Penelitian ini dilakukan di Kota Bekasi. Dinamika perubahan penggunaan lahan


pertanian dapat diamati melalui perubahan spasial lahan pertanian secara multitemporal. Data
yang digunakan dalam penelitian ini adalah data spasial penggunaan lahan tahun 2014, 2016,
dan 2019 yang bersumber dari laman USGS (United States Geological Survey) berbentuk
foto udara citra satelit landsat 8 tahun 2014, 2016, dan 2019 dan data statistik BPS.
Disamping itu data sekunder lainnya berupa peta yang terdiri dari peta Rupabumi Kota
Bekasi yang bersumber dari Badan Informasi Geospasial. Peralatan yang digunakan adalah
komputer dengan peraangkat lunak ArcGis 10.3 dan Microsoft Word.

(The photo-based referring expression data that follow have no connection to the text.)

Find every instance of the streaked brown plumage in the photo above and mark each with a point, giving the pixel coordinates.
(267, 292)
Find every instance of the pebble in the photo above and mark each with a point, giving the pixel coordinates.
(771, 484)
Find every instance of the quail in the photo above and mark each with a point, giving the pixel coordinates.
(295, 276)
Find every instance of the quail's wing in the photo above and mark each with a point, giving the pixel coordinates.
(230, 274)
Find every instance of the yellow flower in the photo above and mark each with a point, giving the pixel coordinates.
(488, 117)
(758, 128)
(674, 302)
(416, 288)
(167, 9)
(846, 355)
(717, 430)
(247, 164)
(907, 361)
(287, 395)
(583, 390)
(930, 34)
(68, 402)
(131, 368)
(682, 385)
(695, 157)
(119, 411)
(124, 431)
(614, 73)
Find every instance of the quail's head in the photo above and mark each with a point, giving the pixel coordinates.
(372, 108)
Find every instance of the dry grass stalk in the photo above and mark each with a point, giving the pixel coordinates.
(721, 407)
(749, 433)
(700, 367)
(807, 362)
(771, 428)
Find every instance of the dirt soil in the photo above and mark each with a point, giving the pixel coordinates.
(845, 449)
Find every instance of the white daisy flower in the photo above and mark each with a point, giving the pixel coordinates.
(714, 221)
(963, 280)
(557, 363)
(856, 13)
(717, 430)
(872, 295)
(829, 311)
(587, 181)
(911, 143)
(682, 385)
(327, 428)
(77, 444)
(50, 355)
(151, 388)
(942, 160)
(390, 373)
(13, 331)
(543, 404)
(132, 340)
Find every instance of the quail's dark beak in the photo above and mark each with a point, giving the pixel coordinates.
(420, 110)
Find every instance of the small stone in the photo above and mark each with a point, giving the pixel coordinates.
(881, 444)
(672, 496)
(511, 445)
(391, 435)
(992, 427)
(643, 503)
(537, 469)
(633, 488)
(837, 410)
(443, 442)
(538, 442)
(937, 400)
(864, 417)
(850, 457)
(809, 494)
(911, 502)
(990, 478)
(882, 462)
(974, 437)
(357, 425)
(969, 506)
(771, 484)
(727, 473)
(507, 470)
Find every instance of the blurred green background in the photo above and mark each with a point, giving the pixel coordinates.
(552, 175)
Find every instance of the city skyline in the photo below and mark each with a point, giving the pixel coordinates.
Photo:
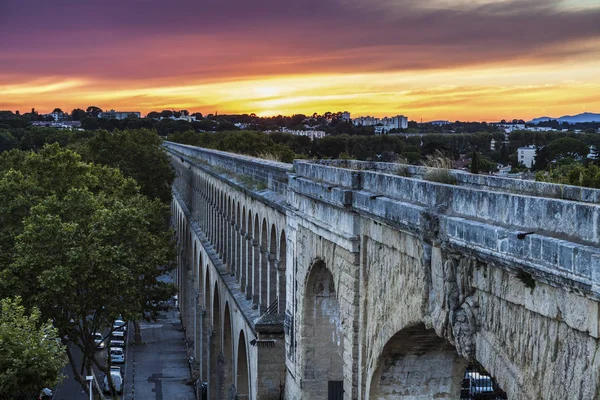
(449, 60)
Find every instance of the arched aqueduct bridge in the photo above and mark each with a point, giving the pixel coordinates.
(361, 280)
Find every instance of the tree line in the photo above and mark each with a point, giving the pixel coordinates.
(85, 237)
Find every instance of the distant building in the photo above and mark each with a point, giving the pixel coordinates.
(526, 155)
(310, 133)
(508, 128)
(188, 118)
(112, 114)
(440, 122)
(365, 121)
(384, 125)
(57, 116)
(58, 124)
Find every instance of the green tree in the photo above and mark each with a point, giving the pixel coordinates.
(568, 147)
(31, 354)
(78, 114)
(475, 163)
(93, 111)
(138, 154)
(82, 244)
(572, 174)
(7, 141)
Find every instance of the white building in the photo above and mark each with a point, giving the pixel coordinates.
(508, 128)
(365, 121)
(310, 133)
(112, 114)
(526, 155)
(383, 125)
(57, 116)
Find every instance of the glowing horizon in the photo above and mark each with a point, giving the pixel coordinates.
(483, 61)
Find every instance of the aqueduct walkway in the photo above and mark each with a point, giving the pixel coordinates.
(366, 281)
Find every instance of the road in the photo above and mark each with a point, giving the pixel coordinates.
(70, 389)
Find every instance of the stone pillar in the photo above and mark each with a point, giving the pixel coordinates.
(272, 279)
(255, 272)
(281, 286)
(264, 279)
(247, 266)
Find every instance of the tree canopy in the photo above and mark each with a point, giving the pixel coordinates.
(81, 243)
(31, 353)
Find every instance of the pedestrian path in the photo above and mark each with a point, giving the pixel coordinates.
(159, 369)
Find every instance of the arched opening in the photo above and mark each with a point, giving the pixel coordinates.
(237, 232)
(417, 364)
(243, 373)
(256, 262)
(228, 379)
(216, 363)
(264, 267)
(281, 268)
(206, 327)
(322, 336)
(243, 251)
(272, 280)
(199, 297)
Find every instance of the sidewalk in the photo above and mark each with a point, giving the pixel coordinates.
(160, 368)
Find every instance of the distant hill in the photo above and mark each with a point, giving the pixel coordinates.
(571, 119)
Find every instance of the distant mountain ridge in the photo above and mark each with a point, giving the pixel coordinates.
(571, 119)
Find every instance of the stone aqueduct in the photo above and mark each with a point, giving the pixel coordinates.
(359, 280)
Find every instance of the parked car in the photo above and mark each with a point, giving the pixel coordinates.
(46, 394)
(117, 343)
(118, 335)
(117, 355)
(117, 368)
(120, 325)
(480, 386)
(98, 340)
(117, 379)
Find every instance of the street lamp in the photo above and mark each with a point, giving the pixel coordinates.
(90, 378)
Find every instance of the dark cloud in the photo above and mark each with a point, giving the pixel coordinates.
(212, 39)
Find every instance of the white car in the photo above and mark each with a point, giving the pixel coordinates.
(120, 325)
(115, 374)
(479, 383)
(117, 355)
(118, 335)
(98, 340)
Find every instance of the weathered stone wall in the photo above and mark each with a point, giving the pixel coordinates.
(393, 282)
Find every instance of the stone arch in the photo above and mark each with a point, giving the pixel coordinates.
(238, 238)
(206, 321)
(281, 268)
(242, 380)
(322, 336)
(227, 239)
(417, 363)
(200, 294)
(264, 267)
(256, 261)
(272, 268)
(228, 379)
(243, 250)
(214, 386)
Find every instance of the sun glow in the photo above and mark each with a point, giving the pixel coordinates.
(484, 93)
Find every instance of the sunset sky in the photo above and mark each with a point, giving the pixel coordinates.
(426, 59)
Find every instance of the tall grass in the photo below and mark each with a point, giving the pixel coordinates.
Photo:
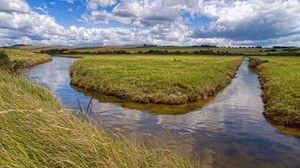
(27, 58)
(280, 79)
(36, 131)
(155, 79)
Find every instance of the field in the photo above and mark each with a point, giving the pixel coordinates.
(36, 131)
(166, 50)
(155, 79)
(280, 79)
(28, 58)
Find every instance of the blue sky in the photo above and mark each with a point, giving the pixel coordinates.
(160, 22)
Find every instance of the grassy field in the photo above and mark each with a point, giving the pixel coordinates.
(155, 79)
(29, 58)
(184, 50)
(280, 78)
(36, 131)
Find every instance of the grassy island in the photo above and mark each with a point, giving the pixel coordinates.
(280, 79)
(155, 79)
(36, 131)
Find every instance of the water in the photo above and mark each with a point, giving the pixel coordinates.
(229, 131)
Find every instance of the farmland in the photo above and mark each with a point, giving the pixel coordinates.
(280, 80)
(37, 131)
(155, 79)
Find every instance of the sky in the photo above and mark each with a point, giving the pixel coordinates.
(157, 22)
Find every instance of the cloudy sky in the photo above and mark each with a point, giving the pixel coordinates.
(160, 22)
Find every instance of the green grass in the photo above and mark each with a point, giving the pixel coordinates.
(36, 131)
(155, 79)
(29, 58)
(281, 85)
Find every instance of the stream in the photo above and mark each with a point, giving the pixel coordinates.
(228, 131)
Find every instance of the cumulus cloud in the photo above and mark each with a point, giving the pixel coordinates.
(95, 4)
(69, 1)
(158, 22)
(249, 20)
(14, 6)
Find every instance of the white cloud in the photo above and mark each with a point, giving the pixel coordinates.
(42, 9)
(69, 1)
(158, 22)
(95, 4)
(14, 6)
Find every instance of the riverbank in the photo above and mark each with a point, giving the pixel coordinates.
(280, 80)
(155, 79)
(27, 58)
(36, 131)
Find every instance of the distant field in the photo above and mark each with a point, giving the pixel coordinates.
(28, 57)
(36, 131)
(155, 79)
(167, 50)
(281, 85)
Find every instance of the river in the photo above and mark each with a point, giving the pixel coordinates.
(228, 131)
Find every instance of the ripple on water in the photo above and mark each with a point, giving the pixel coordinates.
(229, 131)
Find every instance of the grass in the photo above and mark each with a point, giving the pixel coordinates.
(155, 79)
(28, 58)
(170, 49)
(36, 131)
(280, 79)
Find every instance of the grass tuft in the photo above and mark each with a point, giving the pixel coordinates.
(280, 80)
(36, 131)
(155, 79)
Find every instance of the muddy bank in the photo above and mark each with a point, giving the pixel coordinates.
(147, 97)
(274, 115)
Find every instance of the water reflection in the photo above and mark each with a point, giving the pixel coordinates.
(230, 129)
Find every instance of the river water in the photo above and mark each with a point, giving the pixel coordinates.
(228, 131)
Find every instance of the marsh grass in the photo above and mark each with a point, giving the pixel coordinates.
(36, 131)
(280, 80)
(155, 79)
(27, 58)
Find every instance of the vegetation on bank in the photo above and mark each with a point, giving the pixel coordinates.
(165, 50)
(37, 132)
(24, 58)
(155, 79)
(280, 80)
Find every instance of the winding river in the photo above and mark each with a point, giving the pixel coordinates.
(228, 131)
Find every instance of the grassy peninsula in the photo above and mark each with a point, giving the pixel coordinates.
(155, 79)
(280, 79)
(36, 131)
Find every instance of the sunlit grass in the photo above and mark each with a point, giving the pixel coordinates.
(155, 79)
(29, 58)
(36, 131)
(281, 85)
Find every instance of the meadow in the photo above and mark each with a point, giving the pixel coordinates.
(164, 50)
(36, 131)
(28, 58)
(155, 79)
(280, 80)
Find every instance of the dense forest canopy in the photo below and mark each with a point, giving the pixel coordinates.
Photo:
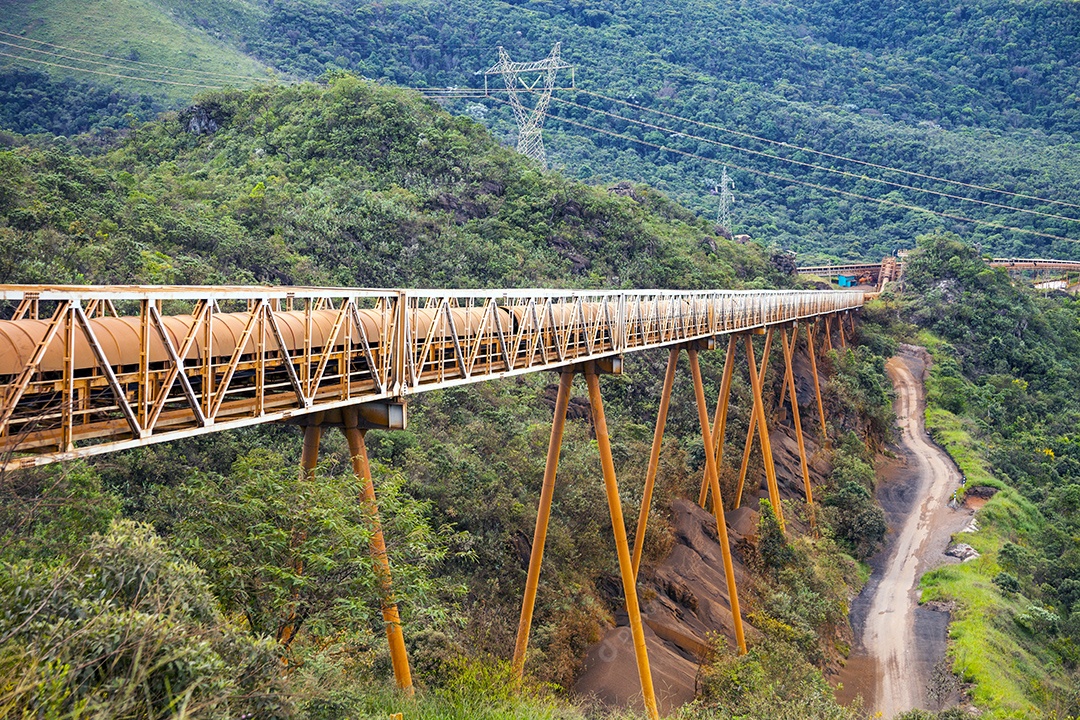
(983, 92)
(187, 553)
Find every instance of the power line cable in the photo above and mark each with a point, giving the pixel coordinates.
(109, 57)
(110, 75)
(818, 167)
(118, 66)
(826, 154)
(815, 186)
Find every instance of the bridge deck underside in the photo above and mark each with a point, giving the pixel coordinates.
(89, 370)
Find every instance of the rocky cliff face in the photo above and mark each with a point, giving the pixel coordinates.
(685, 598)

Metode yang digunakan dalam penelitian ini berasis pengindraan jauh yaitu interpretasi
visual dan metode kuantitatif dengan analisis kuantiatif deskriptif. Klasifikasi penggunaan
lahan dilakukan bedasarkan hasil interpretasi citra secara visual. Interpretasi secara visual
dilakukan berdasarkan pendekatan unsur-unsur interpretasi seperti rona/warna, tekstur,
pola, ukuran, bentuk, bayangan dan situs sebagai pedoman untuk deliniasi kelas
penggunaan lahan (Purwadhi, S.H. et al., 2013). Hasil interpretasi citra satelit tersebut
adalah lahan petanian dan lahan permukiman. Data yang digunakan untuk analisis adalah
data luas panen dan jumlah produksi padi. Analisis kuantitatif deskriptif dilakukan pada data
statistik pertanian Kota Bekasi tahun 2014,2016, dan 2019 dari Badan Pusat Statistik untuk
memberikan gambaran umum mengenai produktivitas pertanian di Kota Bekasi

PEMBAHASAN

Perubahan Penggunaan Lahan tahun 2014, 2016, dan 2019

Hasil pengolahan peta penggunaan lahan Kota Bekasi yang diperoleh dari hasil
interpretasi foto udara citra satelit landsat tahun 2014 yang menunjukkan penggunaan lahan
di Kota Bekasi pada tahun tersebut didominasi oleh permukiman dan sawah. Luas sawah
tersebut tersebar di bagian selatan dan tengah Kota Bekasi. Penggunaan lahan lainnya adalah
permukiman yang tersebar di bagian utara dan bagian timur Kota Bekasi. Penggunaan lahan
permukiman dan aktivitas manusia lainnya tersebar di seluruh wilayah Bekasi terutama
dipusat kota yang berbatasan langsung dengan DKI Jakarta. Sedangkan penggunaan lahan
pertanian tersebar di wilayah Kota Bekasi terutama di wilayah yang bebatasan dengan
Kabupaten Bogor dan Kabupaten Bekasi. Sebaran penggunaan lahan Kota Bekasi tahun 2014
dapat dilihat pada gambar 1.

Gambar 1. Peta Penggunaan Lahan Kota Bekasi tahun 2014

Pada Tahun 2014, hasil dari interpretasi citra penggunaan lahan di Kota Bekasi masih
menunjukkan pola penggunaan lahan yang sama hanya saja luasan dari lahan pertanian
semakin berkurang yang sudah dialih fungsikan menjadi lahan permukiman atau lahan
aktivitas masyarakat. Bagian selatan Kota Bekasi yang pada tahun 2014 masih didominasi
oleh lahan pertanian kemudian pada tahun 2016 semakin berkurang tepatnya pada Kecamatan
Bantargebang, Mustikajaya dan Jatisempura. Sedangkan penggunaan lahan permukiman
semakin bertambah luasnya. Sebaran penggunaan lahan Kota Bekasi tahun 2016 dapat dilihat
pada gambar 2.

Gambar 2. Peta Penggunaan Lahan Kota Bekasi tahun 2016


Kemudian pada tahun 2019 di Kota Bekasi ditunjukkan hasil persebaran spasial dari
penggunaan lahan permukiman dan pertanian. Pada tahun 2019 masih menunjukkan pola
yang sama pada tahun-tahun sebelumnya yaitu perubahan penggunaan lahan pertanian yang
semakin menipiss hal tersebut dikarenakan pertumbuhan penduduk yang semakin tinggi dan
kepentingan akan lahan permukiman semakin meningkat di wilayah perkotaan. Sebaran
penggunaan lahan Kota Bekasi tahun 2019 dapat dilihat pada gambar 3.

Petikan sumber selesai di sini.